Reviewed by Sep 30, 2020| Updated on
A capital loss is the loss incurred when the value decreases for a capital asset, such as an investment or real estate. This loss will not be realised until the asset is sold for a price lower than the purchase price originally.
A capital loss is essentially the difference between the purchase price and the selling price of the asset, where the selling price is lower than the purchase price. For instance, if an investor bought a house for Rs 25 lakh and sold the house five years later for Rs 20 lakh, the investor realises a capital loss of Rs 5 lakh.

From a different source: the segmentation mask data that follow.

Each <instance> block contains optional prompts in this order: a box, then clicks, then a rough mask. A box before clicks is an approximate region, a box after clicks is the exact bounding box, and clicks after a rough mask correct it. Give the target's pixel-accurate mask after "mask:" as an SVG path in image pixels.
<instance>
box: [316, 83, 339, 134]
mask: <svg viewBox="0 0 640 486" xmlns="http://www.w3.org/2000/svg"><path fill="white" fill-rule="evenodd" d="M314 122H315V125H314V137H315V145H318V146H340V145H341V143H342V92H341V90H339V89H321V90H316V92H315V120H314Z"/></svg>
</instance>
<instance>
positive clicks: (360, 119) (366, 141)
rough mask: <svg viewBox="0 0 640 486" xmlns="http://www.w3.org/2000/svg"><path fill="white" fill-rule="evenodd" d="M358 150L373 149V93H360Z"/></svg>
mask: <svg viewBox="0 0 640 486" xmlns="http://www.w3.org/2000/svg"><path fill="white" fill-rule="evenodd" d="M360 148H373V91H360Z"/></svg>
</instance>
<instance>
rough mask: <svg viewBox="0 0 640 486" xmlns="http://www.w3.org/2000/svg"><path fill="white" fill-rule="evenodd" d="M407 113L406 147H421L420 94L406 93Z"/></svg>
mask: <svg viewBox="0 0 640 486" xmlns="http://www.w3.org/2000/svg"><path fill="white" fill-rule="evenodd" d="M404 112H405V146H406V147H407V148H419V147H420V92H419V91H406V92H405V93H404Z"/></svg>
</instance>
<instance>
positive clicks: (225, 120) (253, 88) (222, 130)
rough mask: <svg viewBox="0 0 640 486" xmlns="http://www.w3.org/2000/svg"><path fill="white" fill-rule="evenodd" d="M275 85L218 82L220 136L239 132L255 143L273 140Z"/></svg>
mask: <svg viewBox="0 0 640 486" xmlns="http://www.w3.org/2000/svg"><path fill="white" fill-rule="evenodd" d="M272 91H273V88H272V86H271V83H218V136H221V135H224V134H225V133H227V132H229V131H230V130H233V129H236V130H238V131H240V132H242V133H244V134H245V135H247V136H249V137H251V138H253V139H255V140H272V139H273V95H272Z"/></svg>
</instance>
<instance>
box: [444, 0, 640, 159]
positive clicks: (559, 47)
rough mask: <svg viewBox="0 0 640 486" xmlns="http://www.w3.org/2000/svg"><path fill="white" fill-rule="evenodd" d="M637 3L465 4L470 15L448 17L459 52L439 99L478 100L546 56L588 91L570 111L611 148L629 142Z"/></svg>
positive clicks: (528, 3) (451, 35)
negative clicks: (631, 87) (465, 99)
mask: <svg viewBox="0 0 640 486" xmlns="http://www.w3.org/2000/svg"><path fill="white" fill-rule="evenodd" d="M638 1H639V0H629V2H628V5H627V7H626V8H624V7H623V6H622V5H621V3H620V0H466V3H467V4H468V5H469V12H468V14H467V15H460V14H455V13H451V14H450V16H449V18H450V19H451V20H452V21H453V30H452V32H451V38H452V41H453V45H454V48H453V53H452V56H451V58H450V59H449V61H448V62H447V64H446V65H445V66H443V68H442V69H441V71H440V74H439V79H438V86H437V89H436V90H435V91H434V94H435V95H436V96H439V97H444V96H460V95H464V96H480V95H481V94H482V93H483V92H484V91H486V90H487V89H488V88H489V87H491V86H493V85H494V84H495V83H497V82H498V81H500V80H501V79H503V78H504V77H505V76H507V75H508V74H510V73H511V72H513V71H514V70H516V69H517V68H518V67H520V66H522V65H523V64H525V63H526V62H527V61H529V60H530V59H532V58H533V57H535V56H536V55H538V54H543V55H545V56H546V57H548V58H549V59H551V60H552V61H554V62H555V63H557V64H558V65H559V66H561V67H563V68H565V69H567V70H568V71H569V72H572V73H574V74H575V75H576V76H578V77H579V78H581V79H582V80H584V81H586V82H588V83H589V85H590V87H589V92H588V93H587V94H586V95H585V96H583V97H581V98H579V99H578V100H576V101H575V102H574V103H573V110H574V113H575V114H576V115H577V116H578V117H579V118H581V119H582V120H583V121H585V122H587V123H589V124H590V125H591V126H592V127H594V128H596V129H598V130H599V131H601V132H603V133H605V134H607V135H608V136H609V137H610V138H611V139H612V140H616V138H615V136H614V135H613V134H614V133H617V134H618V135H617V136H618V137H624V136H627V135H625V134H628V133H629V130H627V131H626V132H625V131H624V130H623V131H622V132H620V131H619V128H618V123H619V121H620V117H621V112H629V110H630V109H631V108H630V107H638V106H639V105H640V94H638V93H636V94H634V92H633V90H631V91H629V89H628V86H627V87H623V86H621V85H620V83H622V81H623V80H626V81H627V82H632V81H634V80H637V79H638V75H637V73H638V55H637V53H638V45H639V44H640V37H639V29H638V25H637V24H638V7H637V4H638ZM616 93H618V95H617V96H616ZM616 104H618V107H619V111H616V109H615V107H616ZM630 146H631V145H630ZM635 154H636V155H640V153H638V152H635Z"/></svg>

The income tax does not allow losses to be offset against any income from other heads under capital gains - this can only be offset within the heading 'Capital Gains'. Long-term capital losses can only be set against long-term capital gains. Short-term capital losses may be offset against both long-term earnings and short-term earnings.
Thankfully, if you are unable to recover the entire capital loss in the same year, you can carry forward both the short-term and long-term loss for eight assessment years immediately after the assessment year in which the loss was first measured. When capital losses occur from a company, these losses may be carried forward, and it is not necessary to carry this onto the business.
The Department of Income Tax has clarified that losses for a year cannot be carried forward unless the return for that year has been filed before the due date. Even if it's a return on investment, you don't have to report any profits. Just file your return before the due date.